そして、当然この問題もクリスタの導入で一瞬にして解決しました。クリスタの効果線ツールは、スピード線や集中線に限らず、平行線、平行曲線、多重曲線、放射曲線、同心円などなど、非常に多岐にわたっているので、使いこなせばアナログでの漫画表現を完全に再現(というか、それを超えるレベルで描くことが)できます。
⑤ 高解像度でのデータの重さ
高解像度データの大きさもPhotoshopでの漫画制作に限界を感じた理由のひとつでした。Photoshopは、その機能の多さゆえにpsdファイルのデータが大きく、動作も重くなりがちです。なので、ラフを描くときは低解像度(200dpiくらい)で描き、それをペン入れする段階で600dpiに上げ、別ファイルとして保存するという方法を取っていました。この方法の最大の難点は、ペン入れを始めてからラフの修正をする時にいちいち手間がかかるということです。これに限らずPhotoshop(+Illustrator)で漫画を作成しているときは、こういう煩雑な作画以外の作業が非常に多く、生産性が低かったのです。
これもクリスタにしたことで一気に解消しました。

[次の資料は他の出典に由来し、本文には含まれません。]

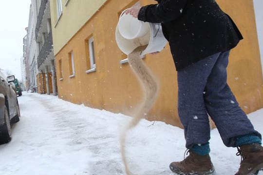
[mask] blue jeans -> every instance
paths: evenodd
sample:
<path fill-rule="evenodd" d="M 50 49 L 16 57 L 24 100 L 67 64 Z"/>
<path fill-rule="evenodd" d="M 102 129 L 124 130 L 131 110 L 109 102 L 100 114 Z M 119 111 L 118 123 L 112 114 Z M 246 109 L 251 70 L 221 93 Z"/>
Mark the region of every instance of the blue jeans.
<path fill-rule="evenodd" d="M 239 136 L 255 134 L 262 139 L 226 83 L 229 54 L 216 53 L 177 72 L 178 113 L 188 149 L 210 140 L 207 113 L 227 147 L 235 147 Z"/>

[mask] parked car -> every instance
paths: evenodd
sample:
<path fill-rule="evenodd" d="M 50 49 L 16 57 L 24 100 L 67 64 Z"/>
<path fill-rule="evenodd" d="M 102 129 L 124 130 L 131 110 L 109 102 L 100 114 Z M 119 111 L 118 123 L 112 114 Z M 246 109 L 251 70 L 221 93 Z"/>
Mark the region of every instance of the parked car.
<path fill-rule="evenodd" d="M 10 83 L 14 75 L 6 77 L 0 70 L 0 144 L 11 140 L 11 123 L 19 120 L 20 110 L 16 88 Z"/>
<path fill-rule="evenodd" d="M 16 92 L 17 92 L 17 95 L 18 95 L 19 97 L 21 96 L 22 88 L 20 86 L 20 83 L 19 83 L 19 81 L 17 78 L 16 78 L 15 79 L 15 81 L 14 81 L 14 83 L 15 84 L 15 86 L 16 86 Z"/>

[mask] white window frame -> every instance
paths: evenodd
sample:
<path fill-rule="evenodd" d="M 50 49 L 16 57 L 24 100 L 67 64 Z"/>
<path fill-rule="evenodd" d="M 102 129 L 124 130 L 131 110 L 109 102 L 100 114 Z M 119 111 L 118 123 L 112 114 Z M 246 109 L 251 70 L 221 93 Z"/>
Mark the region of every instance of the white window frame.
<path fill-rule="evenodd" d="M 57 11 L 57 18 L 59 19 L 62 12 L 61 0 L 56 0 L 56 9 Z"/>
<path fill-rule="evenodd" d="M 70 78 L 75 76 L 75 66 L 74 64 L 74 54 L 73 51 L 71 51 L 71 66 L 72 69 L 72 74 L 69 76 Z"/>
<path fill-rule="evenodd" d="M 90 72 L 96 70 L 96 63 L 95 62 L 95 53 L 94 50 L 94 38 L 93 37 L 93 36 L 89 39 L 88 43 L 91 69 L 86 70 L 86 73 L 89 73 Z"/>

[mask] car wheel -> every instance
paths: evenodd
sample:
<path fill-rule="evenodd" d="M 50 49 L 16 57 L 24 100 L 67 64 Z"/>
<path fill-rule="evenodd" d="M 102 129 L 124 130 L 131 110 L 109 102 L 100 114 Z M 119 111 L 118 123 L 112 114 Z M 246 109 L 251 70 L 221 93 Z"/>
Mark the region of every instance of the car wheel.
<path fill-rule="evenodd" d="M 20 117 L 20 109 L 19 108 L 19 105 L 18 102 L 17 102 L 17 115 L 12 118 L 11 120 L 11 123 L 15 123 L 19 122 L 20 119 L 19 117 Z"/>
<path fill-rule="evenodd" d="M 4 106 L 5 122 L 3 126 L 0 128 L 0 143 L 6 143 L 11 140 L 11 124 L 9 115 L 6 106 Z"/>

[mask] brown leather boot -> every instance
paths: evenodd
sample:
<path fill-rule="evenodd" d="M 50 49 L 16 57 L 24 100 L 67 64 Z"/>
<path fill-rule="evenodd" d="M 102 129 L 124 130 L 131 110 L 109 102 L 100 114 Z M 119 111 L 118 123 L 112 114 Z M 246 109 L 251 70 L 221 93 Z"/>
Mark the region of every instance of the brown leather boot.
<path fill-rule="evenodd" d="M 237 156 L 241 156 L 241 163 L 235 175 L 257 175 L 263 170 L 263 147 L 254 143 L 238 147 Z"/>
<path fill-rule="evenodd" d="M 172 172 L 180 175 L 208 175 L 213 173 L 214 166 L 209 155 L 200 156 L 190 150 L 188 152 L 190 155 L 184 160 L 171 163 L 170 169 Z"/>

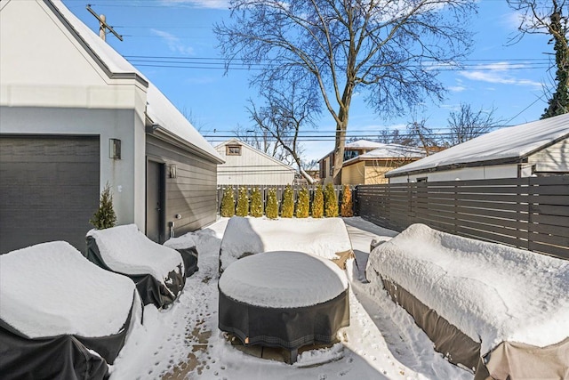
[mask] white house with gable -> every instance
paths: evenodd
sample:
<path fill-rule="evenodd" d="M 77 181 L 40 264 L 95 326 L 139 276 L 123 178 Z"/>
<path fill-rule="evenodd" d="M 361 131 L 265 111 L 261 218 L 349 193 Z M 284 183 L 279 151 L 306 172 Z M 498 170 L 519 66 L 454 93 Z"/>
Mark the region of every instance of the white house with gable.
<path fill-rule="evenodd" d="M 499 129 L 385 174 L 389 183 L 569 174 L 569 114 Z"/>
<path fill-rule="evenodd" d="M 108 183 L 118 224 L 162 242 L 216 218 L 222 158 L 60 0 L 0 3 L 0 254 L 84 249 Z"/>
<path fill-rule="evenodd" d="M 242 141 L 231 139 L 215 150 L 225 161 L 218 166 L 220 185 L 288 185 L 294 182 L 293 167 Z"/>

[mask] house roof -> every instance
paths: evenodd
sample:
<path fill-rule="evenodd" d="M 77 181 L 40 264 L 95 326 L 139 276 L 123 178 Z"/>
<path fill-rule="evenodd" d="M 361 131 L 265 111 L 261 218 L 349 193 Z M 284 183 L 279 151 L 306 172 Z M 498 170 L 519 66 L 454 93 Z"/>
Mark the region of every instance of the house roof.
<path fill-rule="evenodd" d="M 394 177 L 424 172 L 520 162 L 569 138 L 569 114 L 499 129 L 387 173 Z"/>
<path fill-rule="evenodd" d="M 230 140 L 228 140 L 227 141 L 221 142 L 220 144 L 215 146 L 215 150 L 218 150 L 220 147 L 223 147 L 223 146 L 226 146 L 226 145 L 231 145 L 231 144 L 239 144 L 241 146 L 244 146 L 244 147 L 249 149 L 250 150 L 252 150 L 255 153 L 257 153 L 257 154 L 259 154 L 260 156 L 263 156 L 265 158 L 274 162 L 275 164 L 277 164 L 277 165 L 280 165 L 281 166 L 284 166 L 284 168 L 290 170 L 291 172 L 296 172 L 296 170 L 293 166 L 291 166 L 290 165 L 284 164 L 284 162 L 277 160 L 274 157 L 268 155 L 264 151 L 260 150 L 257 148 L 255 148 L 253 146 L 251 146 L 248 143 L 246 143 L 244 141 L 242 141 L 241 140 L 238 140 L 238 139 L 230 139 Z"/>
<path fill-rule="evenodd" d="M 344 166 L 355 164 L 358 161 L 393 158 L 421 158 L 425 157 L 425 150 L 421 148 L 400 144 L 384 144 L 381 142 L 377 142 L 377 144 L 379 144 L 378 148 L 347 160 L 344 162 Z"/>
<path fill-rule="evenodd" d="M 210 158 L 221 163 L 223 160 L 213 147 L 202 136 L 186 117 L 173 106 L 173 104 L 148 80 L 134 66 L 115 49 L 93 33 L 85 24 L 69 11 L 60 0 L 46 0 L 58 18 L 67 27 L 75 31 L 76 36 L 83 41 L 91 55 L 102 65 L 103 69 L 110 77 L 132 77 L 148 86 L 147 90 L 147 117 L 150 119 L 154 129 L 162 132 L 204 154 Z"/>
<path fill-rule="evenodd" d="M 375 148 L 382 148 L 383 145 L 385 144 L 377 141 L 370 141 L 369 140 L 357 140 L 356 141 L 347 142 L 344 148 L 350 148 L 353 150 L 373 150 Z"/>

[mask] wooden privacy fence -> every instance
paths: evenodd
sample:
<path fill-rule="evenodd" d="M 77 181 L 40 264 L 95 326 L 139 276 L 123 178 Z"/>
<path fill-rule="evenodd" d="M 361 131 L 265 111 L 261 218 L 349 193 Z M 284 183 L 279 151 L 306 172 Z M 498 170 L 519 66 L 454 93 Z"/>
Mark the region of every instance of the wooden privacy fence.
<path fill-rule="evenodd" d="M 356 212 L 569 259 L 569 175 L 357 187 Z M 420 248 L 420 247 L 418 247 Z"/>

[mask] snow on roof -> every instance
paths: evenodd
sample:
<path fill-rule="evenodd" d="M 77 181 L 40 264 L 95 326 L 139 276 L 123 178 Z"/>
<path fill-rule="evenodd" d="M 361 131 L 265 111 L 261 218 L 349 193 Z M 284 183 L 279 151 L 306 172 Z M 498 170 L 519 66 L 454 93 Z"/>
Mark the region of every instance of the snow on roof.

クリスタは、その機能が漫画制作に限定されていることもあり、clip形式のファイルは高解像度(600dpi)でも非常に軽いのが特徴です。なので、最初から600dpiでドキュメントを作り、ラフ→ペン入れ→ベタやトーン入れまでをそのドキュメント内でできてしまうのです。つまり、ラフ描画中でも気が向けばレイヤーを追加してペン入れやトーン貼りをして、アイデアが湧けばまたラフやネームのレイヤーを描く…というシームレスな作業が可能になります。これだけでも、漫画制作の作業効率がかなり向上しました。
こんな副次的なメリットも
① CLIP STUDIO ASSETSで素材の販売もできる!
さらにクリスタがすごいのは、自分がクリスタ上で作成した素材(例えば、町並みや室内等の背景や、パソコンや楽器などの小物等)をCLIP STUDIO ASSETSというポータルサイトにアップすることで無料シェアや有料販売することができるということです。最近はストックイラストでガンガン稼ぐイラストレーターも増えてきましたが、漫画家も作品だけでなく、こうしたストック素材販売で稼げるプラットフォームを持てるようになったというのはすごいことだと思います(実際にこれだけでかなり稼いでいる作家さんもいるそう)。これだけでもクリスタを使用する価値があるのではないでしょうか。
② 漫画家のアシスタントになれる可能性も!
クリスタを極めれば、自分が漫画家としてデビューできなくとも漫画家の先生のアシスタントとして仕事をする事も可能です。
たとえば、齋藤勁吾先生がTwitterでこんな風にアシスタントを募集していましたよ(募集は終了しています)。
https://twitter.com/saitou1218/status/1237697917093203970この場合のクリスタとはPC版のことであって、iPad版ではないので注意しましょう。プロの現場では99%がPC版です。
僕がクリスタを使う際の条件
① 僕の場合はiPadではなくMac版が必要
ちなみに、クリスタはパソコン版とiPad版の両方がありますが、僕の場合は両方試した結果パソコン(Mac)版が必要という結論に至りました。これは単純に「その方が高いクオリティが保てるから」です。これは自分で両方使ったり、デジタルで作画している漫画家さんをたくさん見て研究した上で、自分が求めているクオリティや機能と照らし合わせて決めました。ただ、iPad版もパソコン版と比べると作画は甘いものの非常に精度の高いアプリではあるので、出先のちょっとした時間に描く等の補助的な位置づけとして使用するには有用なツールだと思っています。
② クリスタのペンを自作
ちなみに、僕はクリスタで使用するペン先の形状(ブラシ)を自作しています。その理由は、標準ブラシでは自分の求めているタッチを再現することができなかったから。こういった工夫をすることで、他人と同じツールを使っていても、自分だけのタッチにすることができるのです(僕のペンのタッチも、見る人が見れば標準の物ではないことがすぐに分かると思います)。
③ 液タブではなく板タブを愛用
デジタル漫画家は液タブを使用する人も多いですが、僕は板タブを愛用しています。理由はいくつかありますが、最大の理由は描画面にカッターマットを貼れるから。僕はつるつるした描き味が苦手なので、こんな感じで板タブにカッターマットを貼って、その上からグリグリ描いています(けっこう厚手のカッターマットを敷いても普通に描けます)。液タブも魅力的ですが、これができないので導入していません。
僕が使用しているモデル
液タブと板タブの比較に関して参考になる記事
液タブと板タブのどちらが良いか迷ってる人は、友人のYukiさんによるこちらの記事でわかりやすく比較されていますので、是非参考に読んでください。
まとめ
以上、デジタルでマンガ制作をするなら、クリスタが断然オススメである理由について書きました(追って、画像なども入れて追記していく予定です)。